Evento reúne pesquisadores, órgãos reguladores e lideranças comunitárias para discutir a regulamentação do uso de quelônios amazônicos como meio de subsistência, visando seu uso equilibrado e sustentável.
Por: Júlia Franzoi
Entre os dias 15 e 17 de julho de 2024, a Wildlife Conservation Society (WCS) em parceria com o Instituto Juruá (IJ), organizou um workshop no Centro de Estudos de Quelônios da Amazônia (CEQUA/INPA), em Manaus, para discutir a regulamentação do consumo de quelônios, tanto de ovos quanto de indivíduos adultos, como meio de subsistência e os desafios para seu aproveitamento comercial de base comunitária. O evento reuniu pesquisadores, servidores públicos de órgãos reguladores, como ICMBio, IBAMA, SEMA, lideranças comunitárias e ONGs.
O objetivo principal do workshop foi abordar a lacuna na regulamentação do consumo de quelônios por populações locais. Embora seja uma prática milenar e culturalmente importante para os povos da Amazônia, a utilização de quelônios na Amazônia para alimentação carece de uma regulamentação clara. Embora tolerada, a prática não possui diretrizes oficiais, deixando as comunidades vulneráveis a interpretações legais que frequentemente marginalizam suas tradições.

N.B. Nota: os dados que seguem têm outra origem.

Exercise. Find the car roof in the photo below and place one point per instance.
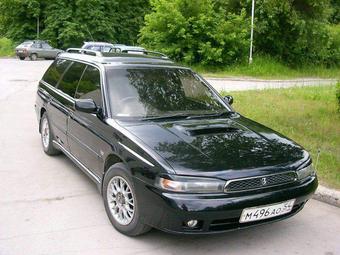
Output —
(118, 59)
(98, 43)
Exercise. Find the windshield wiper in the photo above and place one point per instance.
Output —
(165, 117)
(217, 114)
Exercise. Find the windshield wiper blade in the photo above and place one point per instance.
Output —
(165, 117)
(217, 114)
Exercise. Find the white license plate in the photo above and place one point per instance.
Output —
(266, 211)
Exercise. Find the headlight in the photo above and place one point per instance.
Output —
(190, 184)
(305, 172)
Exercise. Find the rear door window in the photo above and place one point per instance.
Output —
(55, 71)
(70, 80)
(89, 86)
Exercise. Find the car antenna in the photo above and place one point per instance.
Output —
(317, 159)
(89, 32)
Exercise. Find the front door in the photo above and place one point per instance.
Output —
(84, 128)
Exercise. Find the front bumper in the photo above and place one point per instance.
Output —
(22, 54)
(215, 213)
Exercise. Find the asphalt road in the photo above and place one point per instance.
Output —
(48, 206)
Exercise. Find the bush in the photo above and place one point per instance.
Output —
(334, 49)
(295, 31)
(6, 47)
(195, 32)
(338, 95)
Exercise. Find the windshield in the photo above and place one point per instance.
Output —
(159, 92)
(25, 44)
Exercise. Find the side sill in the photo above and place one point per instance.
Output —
(87, 171)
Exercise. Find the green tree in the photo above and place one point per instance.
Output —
(195, 32)
(69, 23)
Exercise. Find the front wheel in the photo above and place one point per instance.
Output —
(121, 203)
(47, 136)
(34, 57)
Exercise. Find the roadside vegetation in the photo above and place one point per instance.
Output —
(291, 38)
(266, 67)
(308, 115)
(6, 47)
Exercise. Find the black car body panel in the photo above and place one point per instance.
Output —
(225, 147)
(215, 147)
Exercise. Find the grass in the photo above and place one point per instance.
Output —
(307, 115)
(265, 67)
(6, 47)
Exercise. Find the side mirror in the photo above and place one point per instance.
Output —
(86, 105)
(229, 99)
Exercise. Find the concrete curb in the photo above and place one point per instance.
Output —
(327, 195)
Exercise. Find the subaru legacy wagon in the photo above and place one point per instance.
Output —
(165, 149)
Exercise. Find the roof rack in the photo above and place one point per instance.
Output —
(84, 51)
(147, 52)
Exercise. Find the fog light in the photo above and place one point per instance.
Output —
(192, 223)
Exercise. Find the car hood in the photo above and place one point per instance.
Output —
(220, 146)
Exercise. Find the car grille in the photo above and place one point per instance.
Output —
(260, 182)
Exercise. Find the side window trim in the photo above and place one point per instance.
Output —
(103, 101)
(81, 77)
(71, 98)
(62, 75)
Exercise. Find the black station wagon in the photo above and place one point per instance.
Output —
(165, 149)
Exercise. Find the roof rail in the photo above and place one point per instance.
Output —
(147, 52)
(84, 51)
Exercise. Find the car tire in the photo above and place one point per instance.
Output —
(47, 136)
(117, 177)
(34, 57)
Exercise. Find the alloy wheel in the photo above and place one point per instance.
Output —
(121, 200)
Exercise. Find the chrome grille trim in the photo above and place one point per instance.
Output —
(254, 183)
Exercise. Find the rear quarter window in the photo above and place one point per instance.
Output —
(70, 79)
(89, 86)
(55, 71)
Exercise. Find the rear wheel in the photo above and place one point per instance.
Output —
(121, 203)
(34, 57)
(47, 136)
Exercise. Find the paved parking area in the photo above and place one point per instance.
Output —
(48, 206)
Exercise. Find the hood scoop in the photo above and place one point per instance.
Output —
(206, 129)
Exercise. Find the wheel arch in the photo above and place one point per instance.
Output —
(42, 111)
(111, 160)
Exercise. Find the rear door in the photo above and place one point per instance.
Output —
(56, 112)
(63, 100)
(84, 128)
(48, 51)
(37, 49)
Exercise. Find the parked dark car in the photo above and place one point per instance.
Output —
(36, 49)
(165, 149)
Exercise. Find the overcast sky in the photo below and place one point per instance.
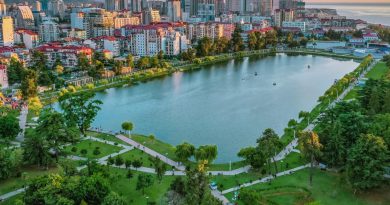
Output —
(350, 1)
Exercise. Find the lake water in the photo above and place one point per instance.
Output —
(224, 104)
(378, 13)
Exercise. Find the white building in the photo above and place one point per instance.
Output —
(48, 31)
(6, 31)
(3, 76)
(294, 24)
(174, 10)
(112, 44)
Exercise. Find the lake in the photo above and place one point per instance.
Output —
(223, 104)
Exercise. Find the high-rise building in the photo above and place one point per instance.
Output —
(48, 31)
(3, 8)
(115, 5)
(6, 31)
(265, 7)
(282, 15)
(136, 5)
(205, 9)
(151, 16)
(24, 18)
(56, 8)
(174, 10)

Os quelônios do gênero Podocnemis, são tartarugas de água doce encontradas nos principais rios amazônicos. As tartarugas foram um dos primeiros produtos comerciais da região, com seu óleo sendo usado até para iluminação pública. Essa exploração secular quase levou as espécies à extinção, mas esforços de manejo comunitário, como o Programa Pé de Pincha, têm ajudado a proteger suas populações. Monitores comunitários de praia, nas mais diferentes bacias da Amazônia, desempenham um papel crucial, protegendo áreas de desova e garantindo que milhares de filhotes cheguem ao rio em segurança, contribuindo para a preservação das espécies, tão importantes para o ecossistema e cultura das comunidades locais.
Espécies como a tartaruga-da-amazônia (Podocnemis expansa) são amplamente valorizadas pelos ribeirinhos. Além de contribuírem para o equilíbrio ambiental, auxiliando na dispersão de sementes e controle de pragas, são uma importante fonte de alimento em áreas onde o acesso a proteínas é limitado.
Ao longo dos séculos, as populações do Médio Juruá e de outras regiões amazônicas desenvolveram um profundo conhecimento sobre o manejo sustentável desses animais, equilibrando a preservação com o consumo para subsistência. No entanto, a ausência de regulamentação específica tem gerado desafios para essas comunidades, que precisam conciliar suas práticas tradicionais com as exigências legais e ambientais contemporâneas.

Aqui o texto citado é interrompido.